In practice, as reported in comments at https://meta.superuser.com/q/15021/38062 and in many other Meta Q&As, the answers that people are lazily machine-generating at high volume are far from correct; and the consequent upvotes that they garner reveal the unsurprising fact that there are a lot of people who vote in favour of things based upon writing style alone.


> "But what if they were correct answers?" is largely an irrelevant hypothetical side-issue.

Why? It becomes irrelevant if an account is spamming, sure delete everything regardless, but if I have a generated and correct answer in my otherwise pristine account?

What I'm trying to say is, the fact that some people use it to spam shouldn't make it a simple ban condition. Otherwise that'd be banning emails to fight spam.


"if I have a generated and correct answer in my otherwise pristine account?" is just a re-phrasing of the irrelevant hypothetical side-issue.

You haven't. People aren't. This is a hypothetical that isn't the reality, and an irrelevant distraction.

Go and read the comments where I just hyperlinked, then read the months of back-discussion on this in the other Meta Q&As that I mentioned, starting with the likes of https://meta.superuser.com/q/14847/38062 right there on the same Meta site, and a lot more besides on many of the 180 other Stack Exchange sites, continuing with the likes of https://math.meta.stackexchange.com/q/35651/13638.


> You haven't. People aren't. This is a hypothetical that isn't the reality, and an irrelevant distraction.

How can you be so sure? If one day comes a 100% reliable way to detect all AI-generated responses, how can you be sure that also the good ones won't get deleted in one major sweep?

Yes, I see there are many people who despise the AI generated spam on many sites. But nothing you posted proves that all (I'd even say, "significant portion of") AI generated content is spam.

I don't see anything wrong letting the AI generate an answer and edit the rough/wrong parts if necessary.


> I don't see anything wrong letting the AI generate an answer and edit the rough/wrong parts if necessary.

And this is not what the previous moderation policy was trying to prevent. What it was trying to prevent is answers from people skip that second step.


I was opposing to this part:

> "But what if they were correct answers?" is largely an irrelevant hypothetical side-issue.


I'm sceptical of the premise. ChatGPT doesn't watermark its answers. There's no decent way to detect what is "OpenAI garbage" and what is not. One of the comments says: "I detect such answers by the fact that they simply make no sense, although they seem well-written." I feel like this is a subject of survivorship bias. Would the commenter know a good ChatGPT answer from a human-produced answer?

A separate question is why there's still a lot of crap questions/answers on SO if quality is the goal? There's a plenty of low-effort and incorrect answers made by real people that are not penalised in any way.

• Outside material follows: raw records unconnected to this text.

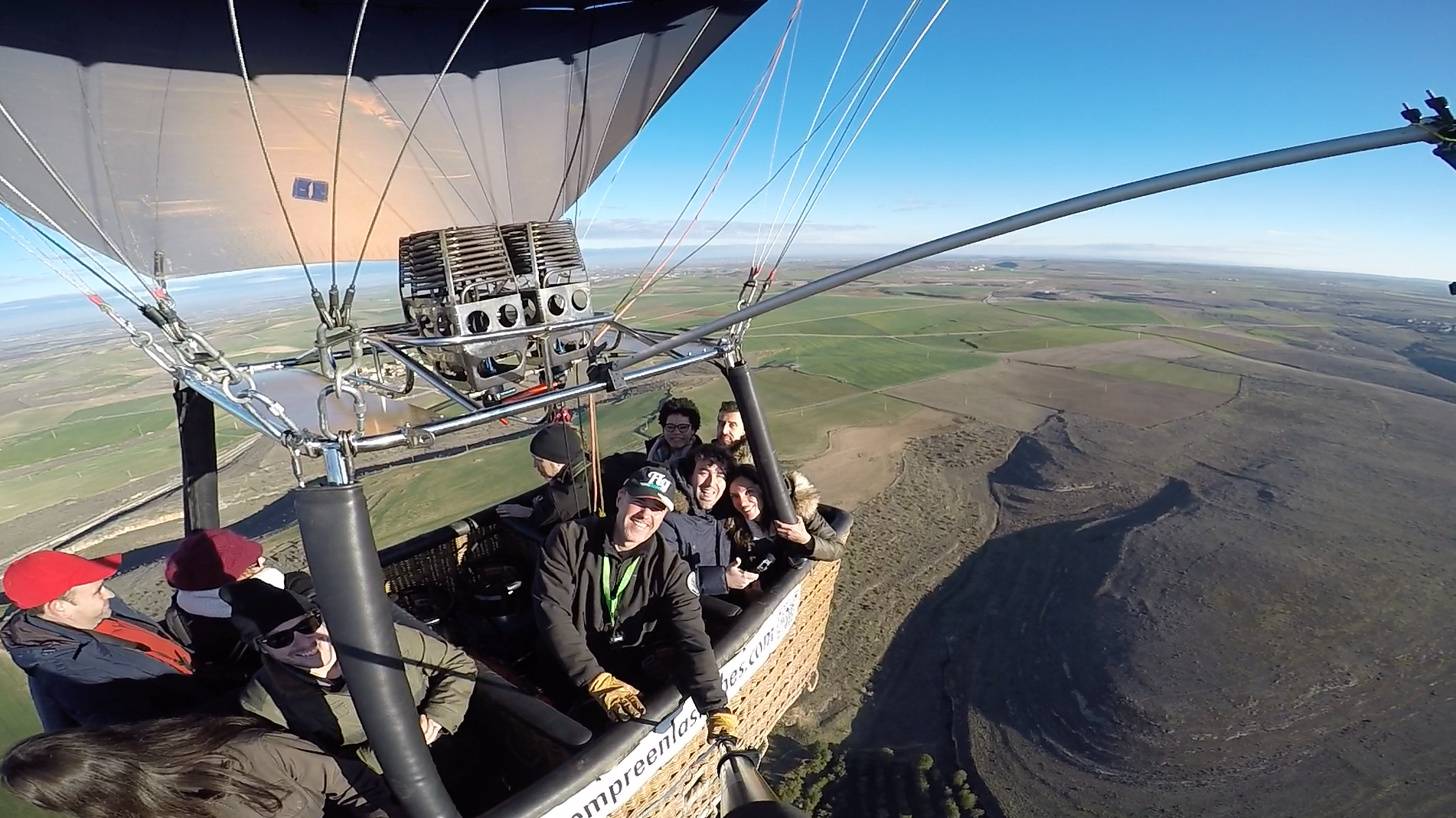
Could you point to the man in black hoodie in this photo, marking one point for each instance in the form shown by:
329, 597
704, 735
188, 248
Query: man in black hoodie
615, 609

You can ask all of these questions while also empowering moderators to use the tools at their discretion. To refuse to allow moderation while not providing any solutions is the worst of all options.


>But in general the output of specific AI tools like ChatGPT produces certain patterns that are quite noticeable

Only if you don't prompt it to do otherwise.


Yes, but no one is claiming to have a reliable way to detect AI generated answers. The moderators are asking for the authority to suspend accounts in cases where they DO have evidence it is AI generated.


Somehow people are missing the obvious: Answers that say "Source: ChatGPT" or similar. I have seen plenty of those, and of course they are hot garbage and get downvoted


but you can still moderate it for all the normal quality issues, it has to be on-topic and truthful and properly sourced. it's only if it's a good answer, but you think it might have been ai generated that you can't moderate it?

i'm really not seeing the problem here.


That's because you've entirely missed the part where the diamond moderators report that in private they were given far stricter rules than were let on in public, which disallowed this sort of weaselling.